Programmes that respect milking and housing
On a Devon dairy you cannot just empty a shed for a week. Cows are milked twice daily, buildings fill for winter, and the yard does not stop. We plan coating to fit: buildings tackled while empty between groups, feed and machinery stores before they load up, and access timed so it never blocks the parlour or the feed run. The wet South West climate also limits the dry spells a coating needs to cure, so we build realistic weather margins into the programme rather than promising a date the conditions may not allow. The day’s vehicle movements are agreed with you, and troughs, feed passages and parlour areas are protected before any work begins. The job works around the farm.
Older metal and asbestos-cement, the honest version
A large share of the agricultural roofs we survey around Plymouth are legacy profiled steel or asbestos-cement sheet. Sound but weathered asbestos-cement can often be cleaned and encapsulated with a suitable coating, sealing it against further breakdown. Fragile, cracked or delaminated sheets are a different matter and go to a licensed removal contractor, not under a coating, and we will say so plainly. No one on our team walks these roofs casually; condition is assessed from proper access equipment before any weight goes on a sheet.

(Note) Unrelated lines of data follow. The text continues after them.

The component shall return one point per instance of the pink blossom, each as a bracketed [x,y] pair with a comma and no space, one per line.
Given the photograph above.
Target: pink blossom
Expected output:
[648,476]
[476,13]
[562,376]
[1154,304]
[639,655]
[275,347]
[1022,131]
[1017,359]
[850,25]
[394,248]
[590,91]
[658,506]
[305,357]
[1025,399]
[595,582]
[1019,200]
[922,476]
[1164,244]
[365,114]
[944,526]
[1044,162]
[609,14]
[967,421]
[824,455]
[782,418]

Survey first, then a straight recommendation
We never price a farm roof from the gate. The survey is where the real picture comes out, and it covers:
- Sheet condition, including corrosion at cut edges, laps and fixings
- Sheet movement and the state of washers and seals
- Gutters, valleys and rooflights, which often fail before the roof
- Water ingress signs on purlins, frames and stored kit
- Access and ground conditions for the equipment the job needs
You see the findings with photographs before any figure. Then comes the honest verdict: repair for localised damage on a sound roof, coating for general surface breakdown on solid sheets, and replacement where sheets are holed, soft or failing at the fixings. We would rather lose a job than coat a roof that should be replaced, so you can plan the spend on accurate information. Where a roof is genuinely sound, coating it keeps the building in use, cuts the waste and disruption of a full strip-off, and costs a good deal less, which is why it is the right call on so many of the weathered but solid roofs we see on Devon farms.